Artemin and its emerging role in pathogenesis of systemic tumors besides pancreatic cancers

A commentary on

Nerve-cancer interactions in the stromal biology of pancreatic cancer
by Demir, I. E., Friess, H., and Ceyhan, G. O. (2012). Front. Physio. 3:97. doi: 10.3389/fphys.2012.00097

TO THE EDITOR: The recent article by Demir et al. (2012) in your esteemed journal provided for highly stimulating and interesting reading. Interestingly, over the past few years artemin has been identified as a significant player in the enhancement of oncogenicity of various other tumors besides pancreatic cancers.

For instance, artemin enhances transcription of bcl2 – leading to it’s up regulation and thereby augments tumor growth in human non-small cell lung carcinomas (Tang et al., 2010).
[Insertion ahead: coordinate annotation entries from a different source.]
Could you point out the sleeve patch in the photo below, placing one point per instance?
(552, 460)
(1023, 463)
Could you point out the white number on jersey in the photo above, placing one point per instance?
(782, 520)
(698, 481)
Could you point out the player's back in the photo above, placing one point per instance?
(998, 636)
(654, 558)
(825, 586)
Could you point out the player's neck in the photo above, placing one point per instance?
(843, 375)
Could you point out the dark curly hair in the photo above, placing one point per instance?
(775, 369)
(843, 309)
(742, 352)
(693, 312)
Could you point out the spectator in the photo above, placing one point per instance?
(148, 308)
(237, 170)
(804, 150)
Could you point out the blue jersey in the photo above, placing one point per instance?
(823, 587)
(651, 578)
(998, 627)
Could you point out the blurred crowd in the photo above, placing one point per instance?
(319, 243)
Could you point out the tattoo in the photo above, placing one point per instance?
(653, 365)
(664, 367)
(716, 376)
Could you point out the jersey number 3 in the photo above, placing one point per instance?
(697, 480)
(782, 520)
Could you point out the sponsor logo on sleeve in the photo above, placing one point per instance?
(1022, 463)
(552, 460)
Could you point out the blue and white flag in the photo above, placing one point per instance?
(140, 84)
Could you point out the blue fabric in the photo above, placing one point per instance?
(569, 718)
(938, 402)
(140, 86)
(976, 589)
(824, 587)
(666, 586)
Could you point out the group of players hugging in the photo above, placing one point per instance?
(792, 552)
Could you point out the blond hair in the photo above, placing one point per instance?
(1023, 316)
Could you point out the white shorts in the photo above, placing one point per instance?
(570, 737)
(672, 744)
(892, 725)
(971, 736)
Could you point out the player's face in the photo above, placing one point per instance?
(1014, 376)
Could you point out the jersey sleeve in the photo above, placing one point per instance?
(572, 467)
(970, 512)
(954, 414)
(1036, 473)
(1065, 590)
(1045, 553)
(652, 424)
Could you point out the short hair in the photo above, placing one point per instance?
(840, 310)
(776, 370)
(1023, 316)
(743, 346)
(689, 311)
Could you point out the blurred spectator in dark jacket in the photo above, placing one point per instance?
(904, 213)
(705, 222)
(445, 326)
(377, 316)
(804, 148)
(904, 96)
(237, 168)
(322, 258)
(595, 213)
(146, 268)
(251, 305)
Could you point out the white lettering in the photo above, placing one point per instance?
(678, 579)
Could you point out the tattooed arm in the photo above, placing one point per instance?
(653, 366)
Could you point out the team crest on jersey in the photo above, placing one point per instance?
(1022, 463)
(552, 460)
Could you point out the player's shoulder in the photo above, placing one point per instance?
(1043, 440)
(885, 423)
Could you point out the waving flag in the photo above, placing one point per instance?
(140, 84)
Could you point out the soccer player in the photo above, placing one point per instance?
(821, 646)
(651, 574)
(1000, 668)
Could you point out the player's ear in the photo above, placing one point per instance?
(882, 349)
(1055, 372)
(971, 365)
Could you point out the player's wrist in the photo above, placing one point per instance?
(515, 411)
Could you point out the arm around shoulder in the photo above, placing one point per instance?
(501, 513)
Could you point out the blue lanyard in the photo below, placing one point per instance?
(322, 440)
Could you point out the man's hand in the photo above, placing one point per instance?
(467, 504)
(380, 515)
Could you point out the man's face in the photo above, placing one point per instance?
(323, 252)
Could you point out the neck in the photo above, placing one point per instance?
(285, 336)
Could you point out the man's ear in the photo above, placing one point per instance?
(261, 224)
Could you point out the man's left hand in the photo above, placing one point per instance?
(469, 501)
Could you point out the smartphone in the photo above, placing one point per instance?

Similarly, in estrogen receptor negative breast carcinomas, artemin shows synergization with TWIST1 and thereby accentuates the metastatic potential of the primary breast tumor (Banerjee et al., 2011). As a result, a poor clinical outcome is associated with this combination of artemin and TWIST1. Attenuated artemin expression is seen as a result of tamoxifen administration (Kang et al., 2010). Interestingly, the sensitivity to tamoxifen of tamoxifen resistant mammary tissue is accentuated following antibody mediated inhibition of artemin.

Increased expression of artemin is also seen in esophageal carcinomas. Interestingly transfection with a mir-223 vector decreases expression of artemin and thereby suppresses tumor growth in esophageal carcinomas (Li et al., 2011). Similarly, artemin augments the expression of AKT1 and thereby accentuates the invasive potential of endometrial carcinomas (Pandey et al., 2010). The invasive potential of endometrial cancer tissue is significantly abrogated following antibody mediated inhibition of artemin.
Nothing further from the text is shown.